Глинистое полотно дороги стало влажным. Машина начала юлить и шататься в стороны. Кестеру пришлось сбавить скорость. Зато он с еще большим напором брал повороты. Он уже не подчинялся разуму, им управлял только инстинкт. (...) Внезапно воздух перед фарами взвихрился и окрасился в бледно-серебристый цвет. Замелькали прозрачные клочья, похожие на облака. Это был единственный раз, когда, по словам Жаффе, Кестер выругался. Через минуту они неслись в густом тумане. (...)
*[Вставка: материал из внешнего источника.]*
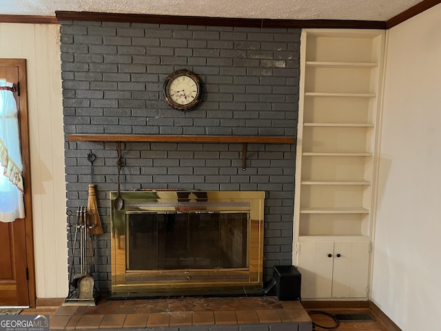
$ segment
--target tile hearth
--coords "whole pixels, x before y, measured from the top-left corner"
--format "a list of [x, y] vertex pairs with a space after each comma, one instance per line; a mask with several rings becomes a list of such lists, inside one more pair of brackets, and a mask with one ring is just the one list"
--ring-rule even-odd
[[103, 300], [95, 307], [60, 307], [51, 330], [309, 331], [300, 301], [274, 297]]

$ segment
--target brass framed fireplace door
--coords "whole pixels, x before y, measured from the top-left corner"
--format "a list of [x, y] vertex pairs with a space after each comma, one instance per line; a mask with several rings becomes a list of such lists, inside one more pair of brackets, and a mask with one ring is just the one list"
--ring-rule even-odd
[[[121, 196], [124, 209], [112, 210], [112, 296], [262, 289], [263, 192], [134, 191]], [[110, 192], [112, 200], [116, 197]]]

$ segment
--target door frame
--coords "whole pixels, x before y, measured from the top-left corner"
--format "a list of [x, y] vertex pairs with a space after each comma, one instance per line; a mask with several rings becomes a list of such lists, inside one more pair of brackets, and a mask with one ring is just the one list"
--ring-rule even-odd
[[[34, 308], [37, 301], [35, 285], [35, 260], [34, 255], [34, 229], [32, 222], [32, 186], [30, 173], [30, 146], [29, 142], [29, 113], [28, 109], [28, 81], [25, 59], [0, 59], [1, 66], [18, 67], [19, 81], [12, 81], [17, 88], [19, 103], [19, 125], [21, 158], [23, 161], [23, 179], [24, 190], [24, 205], [25, 217], [25, 235], [26, 245], [26, 261], [28, 265], [28, 288], [29, 305]], [[18, 84], [17, 84], [18, 83]]]

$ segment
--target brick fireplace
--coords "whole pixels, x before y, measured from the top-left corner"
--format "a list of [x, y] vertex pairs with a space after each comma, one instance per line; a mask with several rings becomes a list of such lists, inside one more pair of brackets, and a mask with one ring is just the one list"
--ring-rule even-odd
[[[62, 21], [64, 132], [295, 137], [300, 30]], [[167, 76], [201, 79], [201, 104], [171, 108]], [[68, 141], [67, 208], [87, 204], [92, 150], [103, 234], [94, 238], [94, 278], [111, 288], [111, 204], [116, 144]], [[263, 280], [291, 264], [295, 144], [123, 142], [121, 189], [264, 191]], [[73, 232], [70, 241], [69, 264]]]

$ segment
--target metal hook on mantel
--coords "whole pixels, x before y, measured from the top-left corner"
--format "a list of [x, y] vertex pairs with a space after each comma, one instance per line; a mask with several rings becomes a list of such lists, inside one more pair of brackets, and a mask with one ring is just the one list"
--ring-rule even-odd
[[248, 144], [247, 143], [242, 143], [242, 170], [245, 171], [247, 170], [247, 148]]

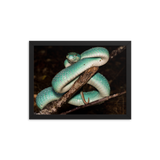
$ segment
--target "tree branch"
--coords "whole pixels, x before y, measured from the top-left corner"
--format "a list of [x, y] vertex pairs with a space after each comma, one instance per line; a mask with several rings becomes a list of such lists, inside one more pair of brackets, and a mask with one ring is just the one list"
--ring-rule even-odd
[[91, 102], [91, 103], [88, 103], [88, 104], [85, 104], [85, 105], [82, 105], [82, 106], [75, 107], [75, 108], [73, 108], [73, 109], [71, 109], [71, 110], [68, 110], [68, 111], [66, 111], [66, 112], [62, 112], [61, 115], [62, 115], [62, 114], [65, 115], [65, 114], [71, 113], [71, 112], [73, 112], [73, 111], [79, 110], [79, 109], [81, 109], [81, 108], [86, 108], [86, 107], [88, 107], [88, 106], [92, 106], [92, 105], [95, 105], [95, 104], [102, 103], [102, 102], [104, 102], [104, 101], [107, 101], [107, 100], [109, 100], [109, 99], [111, 99], [111, 98], [115, 98], [115, 97], [120, 96], [120, 95], [123, 95], [123, 94], [125, 94], [125, 93], [126, 93], [126, 91], [121, 92], [121, 93], [116, 93], [116, 94], [113, 94], [113, 95], [111, 95], [111, 96], [104, 97], [104, 98], [99, 99], [99, 100], [97, 100], [97, 101], [94, 101], [94, 102]]
[[59, 100], [57, 100], [53, 106], [49, 108], [44, 107], [44, 109], [41, 110], [38, 114], [52, 114], [53, 112], [56, 112], [59, 107], [67, 103], [77, 93], [77, 91], [79, 91], [79, 89], [81, 89], [81, 87], [90, 80], [90, 78], [98, 71], [98, 69], [99, 67], [91, 67], [87, 69], [84, 73], [82, 73], [82, 75], [80, 75], [70, 90], [65, 93]]

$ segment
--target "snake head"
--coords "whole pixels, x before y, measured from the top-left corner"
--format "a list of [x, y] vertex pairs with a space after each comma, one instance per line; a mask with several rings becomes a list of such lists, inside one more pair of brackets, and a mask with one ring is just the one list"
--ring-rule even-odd
[[81, 59], [81, 55], [76, 52], [70, 52], [68, 53], [66, 58], [69, 61], [69, 63], [76, 63]]

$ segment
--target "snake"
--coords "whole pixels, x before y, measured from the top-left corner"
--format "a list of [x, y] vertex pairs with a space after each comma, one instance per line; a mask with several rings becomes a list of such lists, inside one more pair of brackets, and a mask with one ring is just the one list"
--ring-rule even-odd
[[[43, 109], [48, 103], [60, 99], [75, 83], [79, 76], [87, 69], [102, 66], [109, 60], [109, 51], [104, 47], [92, 47], [81, 54], [69, 52], [64, 61], [65, 68], [57, 73], [51, 86], [40, 91], [36, 97], [36, 104]], [[83, 92], [85, 99], [93, 102], [110, 95], [108, 80], [99, 72], [87, 82], [95, 90]], [[68, 102], [74, 106], [84, 105], [81, 94], [74, 95]]]

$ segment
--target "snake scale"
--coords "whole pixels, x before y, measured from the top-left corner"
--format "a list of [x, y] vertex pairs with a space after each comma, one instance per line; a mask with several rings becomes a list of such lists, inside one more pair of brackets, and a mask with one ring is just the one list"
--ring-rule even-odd
[[[64, 61], [64, 68], [52, 79], [52, 86], [43, 89], [36, 97], [36, 104], [43, 109], [49, 102], [58, 100], [63, 96], [78, 79], [79, 75], [93, 66], [102, 66], [109, 60], [109, 52], [104, 47], [93, 47], [84, 51], [81, 55], [70, 52]], [[88, 84], [94, 86], [96, 90], [83, 92], [84, 98], [90, 102], [110, 95], [110, 86], [107, 79], [100, 73], [96, 73]], [[76, 94], [69, 101], [69, 104], [80, 106], [84, 102], [80, 94]]]

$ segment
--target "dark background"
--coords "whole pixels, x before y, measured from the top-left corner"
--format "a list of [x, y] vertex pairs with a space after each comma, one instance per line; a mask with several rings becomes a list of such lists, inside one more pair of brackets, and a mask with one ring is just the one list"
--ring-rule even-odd
[[[52, 78], [64, 69], [64, 60], [69, 52], [81, 54], [93, 46], [35, 46], [34, 47], [34, 94], [38, 94], [44, 88], [51, 86]], [[109, 53], [119, 46], [95, 46], [105, 47]], [[104, 75], [111, 83], [110, 95], [126, 90], [126, 50], [110, 59], [105, 65], [100, 66], [99, 73]], [[94, 90], [94, 87], [86, 84], [83, 91]], [[51, 105], [51, 103], [48, 104]], [[57, 114], [74, 108], [65, 104]], [[34, 103], [34, 112], [40, 109]], [[89, 106], [69, 114], [126, 114], [126, 94], [105, 101], [101, 105]]]

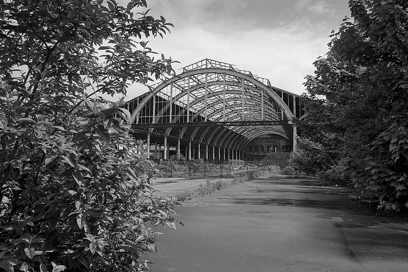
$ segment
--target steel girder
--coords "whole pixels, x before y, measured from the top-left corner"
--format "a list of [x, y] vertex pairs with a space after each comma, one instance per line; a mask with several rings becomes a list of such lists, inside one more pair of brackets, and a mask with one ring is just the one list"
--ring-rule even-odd
[[[223, 119], [223, 118], [222, 117], [222, 115], [221, 114], [221, 116], [219, 117], [218, 118], [215, 119], [215, 120], [216, 121], [215, 122], [189, 122], [188, 123], [168, 123], [166, 124], [159, 124], [159, 123], [154, 123], [154, 124], [135, 124], [134, 127], [135, 128], [142, 128], [143, 127], [148, 127], [149, 129], [149, 131], [150, 132], [153, 132], [153, 129], [154, 127], [167, 127], [168, 128], [168, 130], [166, 132], [166, 136], [169, 136], [171, 131], [171, 127], [183, 127], [183, 129], [182, 130], [182, 132], [180, 133], [179, 136], [178, 138], [182, 138], [183, 139], [183, 136], [184, 135], [184, 133], [186, 132], [187, 127], [196, 127], [196, 129], [195, 130], [195, 132], [193, 134], [190, 136], [189, 137], [189, 140], [193, 140], [194, 139], [194, 136], [195, 136], [195, 134], [197, 133], [197, 132], [199, 131], [198, 129], [199, 127], [201, 126], [222, 126], [224, 127], [224, 128], [222, 130], [222, 132], [225, 132], [226, 129], [225, 128], [224, 126], [228, 126], [227, 127], [230, 127], [230, 126], [232, 126], [233, 127], [231, 127], [230, 129], [226, 129], [227, 130], [229, 130], [230, 131], [228, 132], [226, 135], [224, 135], [224, 137], [219, 142], [219, 140], [220, 139], [220, 136], [214, 137], [214, 134], [216, 133], [216, 131], [219, 130], [219, 128], [217, 128], [217, 130], [213, 130], [212, 131], [212, 134], [209, 136], [209, 138], [206, 140], [206, 143], [207, 144], [209, 144], [210, 145], [218, 145], [219, 146], [226, 146], [228, 145], [230, 147], [234, 146], [238, 148], [239, 148], [240, 147], [242, 147], [242, 148], [244, 147], [244, 145], [242, 145], [241, 143], [248, 143], [249, 141], [250, 141], [250, 138], [253, 138], [257, 136], [259, 136], [261, 135], [266, 134], [267, 133], [274, 133], [275, 134], [277, 134], [278, 135], [280, 135], [281, 136], [284, 136], [287, 138], [289, 138], [289, 136], [290, 136], [290, 134], [288, 134], [288, 133], [289, 131], [288, 131], [289, 130], [283, 129], [277, 129], [277, 127], [275, 127], [274, 129], [271, 129], [268, 128], [267, 129], [266, 127], [264, 126], [265, 125], [287, 125], [288, 123], [290, 123], [288, 122], [288, 119], [290, 119], [292, 117], [293, 117], [293, 115], [291, 114], [290, 110], [289, 110], [289, 107], [283, 102], [282, 99], [279, 97], [279, 96], [277, 95], [272, 90], [272, 88], [270, 86], [268, 87], [265, 85], [264, 85], [262, 83], [257, 81], [256, 79], [254, 79], [250, 75], [241, 73], [238, 71], [237, 71], [235, 70], [226, 70], [224, 69], [220, 69], [219, 68], [204, 68], [204, 69], [198, 69], [196, 70], [191, 70], [189, 71], [187, 71], [179, 75], [178, 76], [176, 76], [174, 78], [171, 79], [170, 79], [168, 80], [162, 84], [159, 85], [157, 87], [154, 88], [152, 92], [150, 92], [149, 94], [147, 95], [142, 100], [141, 102], [137, 105], [136, 108], [134, 111], [133, 113], [132, 113], [132, 122], [136, 120], [136, 118], [137, 116], [137, 114], [140, 112], [141, 109], [143, 108], [143, 107], [145, 103], [149, 101], [149, 100], [153, 97], [153, 96], [155, 95], [156, 94], [158, 93], [159, 92], [161, 91], [163, 88], [167, 86], [169, 86], [172, 84], [176, 83], [177, 81], [179, 80], [180, 79], [186, 78], [188, 77], [189, 78], [191, 78], [193, 80], [193, 81], [195, 81], [197, 82], [198, 85], [193, 85], [191, 86], [189, 90], [187, 90], [185, 88], [183, 88], [181, 86], [177, 86], [176, 84], [175, 84], [175, 88], [179, 88], [182, 91], [178, 93], [176, 96], [174, 96], [172, 99], [169, 99], [171, 102], [175, 102], [177, 101], [177, 100], [179, 98], [182, 97], [184, 95], [186, 95], [189, 92], [194, 91], [195, 90], [199, 89], [200, 88], [205, 88], [205, 91], [208, 91], [209, 90], [208, 87], [211, 86], [215, 86], [215, 85], [220, 85], [221, 84], [224, 84], [223, 81], [218, 80], [215, 81], [210, 81], [207, 82], [205, 83], [203, 83], [202, 81], [200, 81], [198, 80], [195, 76], [197, 75], [200, 74], [219, 74], [221, 75], [222, 76], [225, 77], [225, 75], [229, 75], [231, 76], [236, 77], [237, 79], [238, 79], [237, 82], [234, 82], [231, 80], [229, 81], [225, 81], [225, 85], [233, 85], [237, 87], [241, 86], [243, 89], [242, 90], [237, 90], [237, 89], [229, 89], [228, 90], [229, 94], [235, 94], [236, 95], [242, 95], [245, 97], [244, 99], [242, 100], [243, 103], [236, 103], [237, 106], [239, 107], [242, 106], [242, 105], [243, 104], [246, 105], [248, 108], [250, 108], [250, 110], [252, 111], [251, 112], [253, 113], [256, 116], [257, 116], [258, 118], [261, 116], [261, 113], [262, 112], [262, 108], [263, 107], [264, 109], [264, 118], [266, 118], [267, 119], [274, 119], [276, 121], [280, 121], [279, 120], [276, 120], [276, 119], [278, 119], [278, 117], [276, 116], [276, 109], [274, 108], [274, 106], [275, 105], [277, 106], [278, 109], [279, 108], [281, 108], [282, 110], [283, 111], [283, 113], [284, 114], [284, 119], [286, 119], [286, 121], [284, 121], [282, 122], [269, 122], [270, 121], [268, 120], [267, 122], [268, 122], [268, 123], [262, 123], [262, 127], [256, 127], [256, 129], [253, 129], [251, 130], [248, 130], [247, 129], [245, 129], [245, 127], [247, 127], [248, 126], [253, 126], [253, 125], [257, 125], [258, 124], [260, 124], [259, 123], [254, 123], [253, 121], [245, 121], [243, 122], [240, 122], [238, 121], [235, 121], [234, 120], [240, 119], [239, 117], [239, 109], [236, 109], [235, 110], [233, 110], [228, 112], [228, 119], [229, 121], [227, 121], [225, 122], [219, 122], [220, 119]], [[240, 79], [241, 80], [239, 80]], [[188, 80], [189, 80], [189, 79]], [[250, 85], [249, 84], [243, 84], [244, 81], [248, 82], [250, 83], [251, 84], [253, 84], [253, 85]], [[278, 90], [280, 90], [278, 89]], [[249, 91], [247, 91], [246, 90], [252, 91], [253, 92], [262, 92], [263, 93], [262, 95], [264, 94], [267, 94], [269, 96], [272, 97], [273, 99], [273, 101], [274, 102], [274, 103], [272, 103], [271, 101], [267, 99], [267, 97], [265, 95], [265, 99], [263, 101], [263, 105], [264, 107], [262, 107], [262, 106], [260, 106], [259, 104], [256, 104], [256, 102], [259, 102], [259, 97], [258, 97], [258, 99], [256, 100], [256, 96], [253, 93], [250, 92]], [[211, 91], [211, 90], [209, 90]], [[282, 90], [281, 90], [282, 91]], [[207, 96], [207, 99], [208, 99], [209, 97], [211, 97], [212, 96], [220, 96], [222, 94], [223, 94], [223, 91], [218, 91], [217, 92], [210, 92], [209, 95], [207, 95], [208, 94], [206, 93], [206, 91], [205, 92], [205, 96]], [[200, 103], [200, 102], [203, 102], [205, 99], [204, 97], [202, 96], [201, 98], [199, 98], [198, 99], [195, 100], [190, 103], [190, 105], [193, 106], [196, 104], [198, 103]], [[250, 103], [253, 103], [253, 104], [248, 104], [243, 103], [244, 100], [245, 100], [245, 102], [248, 102]], [[228, 102], [230, 101], [235, 101], [237, 102], [236, 99], [231, 99], [228, 100]], [[213, 116], [216, 115], [220, 115], [220, 113], [222, 110], [231, 110], [234, 108], [234, 105], [227, 105], [222, 107], [219, 107], [218, 109], [216, 109], [213, 111], [208, 111], [208, 108], [211, 108], [212, 106], [215, 106], [220, 103], [223, 103], [225, 101], [215, 101], [212, 103], [210, 103], [207, 105], [207, 113], [209, 114], [207, 116], [207, 118], [209, 118], [211, 119]], [[160, 110], [160, 113], [158, 112], [157, 116], [160, 116], [160, 115], [162, 115], [163, 112], [166, 112], [169, 108], [170, 108], [170, 102], [167, 103], [165, 104], [166, 106], [164, 107], [161, 108]], [[245, 108], [244, 108], [245, 109]], [[185, 110], [187, 110], [187, 109], [185, 109]], [[199, 112], [196, 113], [196, 116], [198, 115], [202, 114], [204, 113], [204, 109], [202, 109], [201, 110], [199, 111]], [[272, 113], [271, 113], [272, 112]], [[180, 115], [181, 115], [180, 114]], [[245, 116], [246, 115], [244, 115], [244, 117], [246, 117]], [[193, 115], [191, 115], [191, 119], [193, 118]], [[275, 117], [275, 118], [273, 118]], [[176, 118], [173, 118], [173, 121], [177, 122], [177, 119]], [[255, 121], [255, 122], [259, 122], [259, 121]], [[239, 128], [238, 127], [240, 127]], [[208, 132], [209, 130], [207, 130], [205, 131], [205, 133]], [[246, 133], [245, 133], [246, 132]], [[239, 135], [241, 136], [240, 136]], [[228, 138], [226, 137], [230, 135], [229, 137]], [[201, 137], [200, 140], [199, 142], [201, 142], [204, 138], [204, 135], [202, 135]], [[174, 137], [174, 136], [172, 136], [171, 137]], [[214, 139], [213, 140], [212, 140]]]

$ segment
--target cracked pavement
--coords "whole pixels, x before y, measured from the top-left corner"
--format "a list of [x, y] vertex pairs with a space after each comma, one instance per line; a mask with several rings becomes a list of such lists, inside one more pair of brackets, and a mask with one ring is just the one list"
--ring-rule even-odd
[[313, 182], [256, 179], [187, 202], [185, 226], [155, 228], [150, 271], [408, 271], [408, 219]]

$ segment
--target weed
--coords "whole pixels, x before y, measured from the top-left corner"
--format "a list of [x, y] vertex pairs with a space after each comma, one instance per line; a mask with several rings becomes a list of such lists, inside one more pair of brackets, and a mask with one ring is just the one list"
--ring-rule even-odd
[[255, 188], [255, 189], [256, 190], [256, 191], [259, 193], [261, 193], [264, 190], [263, 188], [261, 188], [260, 187], [256, 187], [256, 188]]

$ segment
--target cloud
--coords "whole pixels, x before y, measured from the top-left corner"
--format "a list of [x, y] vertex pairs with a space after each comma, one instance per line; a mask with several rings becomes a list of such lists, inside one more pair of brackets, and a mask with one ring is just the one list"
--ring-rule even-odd
[[[347, 15], [343, 0], [155, 0], [153, 16], [175, 28], [152, 40], [153, 51], [178, 60], [176, 69], [205, 58], [237, 65], [269, 79], [273, 85], [305, 92], [304, 77], [327, 51], [332, 29]], [[330, 9], [332, 9], [330, 10]], [[335, 10], [330, 14], [330, 10]], [[177, 71], [180, 73], [180, 71]], [[129, 89], [131, 99], [147, 89]]]
[[331, 5], [324, 1], [319, 1], [312, 5], [308, 10], [315, 12], [318, 14], [334, 14], [334, 10]]

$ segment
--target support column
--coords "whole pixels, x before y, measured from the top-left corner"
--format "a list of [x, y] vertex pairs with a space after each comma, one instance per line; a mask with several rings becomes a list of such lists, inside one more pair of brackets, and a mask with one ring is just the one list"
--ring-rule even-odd
[[[147, 140], [146, 141], [146, 152], [148, 153], [150, 153], [150, 134], [147, 134]], [[150, 155], [149, 156], [149, 158], [150, 158]]]
[[296, 151], [296, 125], [293, 125], [293, 152]]
[[244, 105], [245, 101], [244, 100], [244, 79], [242, 79], [242, 121], [245, 121], [245, 119], [244, 115]]
[[167, 159], [167, 137], [164, 137], [164, 144], [163, 147], [163, 159]]
[[262, 107], [262, 108], [261, 108], [262, 109], [261, 110], [261, 115], [262, 115], [262, 117], [261, 117], [262, 119], [262, 119], [262, 121], [263, 121], [264, 120], [264, 118], [263, 118], [263, 108], [264, 108], [264, 106], [263, 106], [263, 90], [261, 90], [261, 106]]
[[208, 92], [208, 91], [207, 89], [207, 78], [208, 76], [208, 73], [205, 74], [205, 107], [204, 109], [204, 118], [205, 119], [205, 121], [207, 121], [207, 107], [208, 106], [208, 103], [207, 102], [207, 93]]

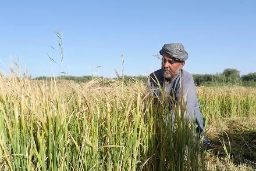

Когда через десять минут они вынырнули из тумана, лицо Кестера было землистым. Он взглянул на Жаффе и что-то пробормотал. Потом он дал полный газ и продолжал путь, прижавшись к рулю, холодный и снова овладевший собой... (...)
— Они едут! Доктор, Пат, они едут. Я их уже слышу!
В течение всего вечера врач считал меня сумасшедшим. Он встал и тоже прислушался.
— Это, вероятно, другая машина, — сказал он наконец.
— Нет, я узнаю мотор. (...)
— Невозможно, — коротко отрезал он и вернулся в комнату.
Я остался на месте, дрожа от волнения.
— «Карл», «Карл»! — повторял я. Теперь чередовались приглушенные удары и взрывы. Машина, очевидно, уже была в деревне и мчалась с бешеной скоростью вдоль домов. Вот рев мотора стал тише; он слышался за лесом, а теперь он снова нарастал, неистовый и ликующий. Яркая полоса прорезала туман... Фары... Гром... Ошеломленный врач стоял около меня. Слепящий свет стремительно надвигался на нас. Заскрежетали тормоза, и машина остановилась у калитки. Я побежал к ней. Профессор сошел с подножки. Он не обратил на меня внимания и направился прямо к врачу. За ним шел Кестер.
|
|
— Как Пат? — спросил он.
— Кровь еще идет.
— Так бывает, — сказал он. — Пока не надо беспокоиться.
Я молчал и смотрел на него.
— У тебя есть сигарета? — спросил он.
Я дал ему закурить.
— Хорошо, что ты приехал, Отто.
Он глубоко затянулся:
— Решил, что так будет лучше.
— Ты очень быстро ехал.
— Да, довольно быстро. Туман немного помешал».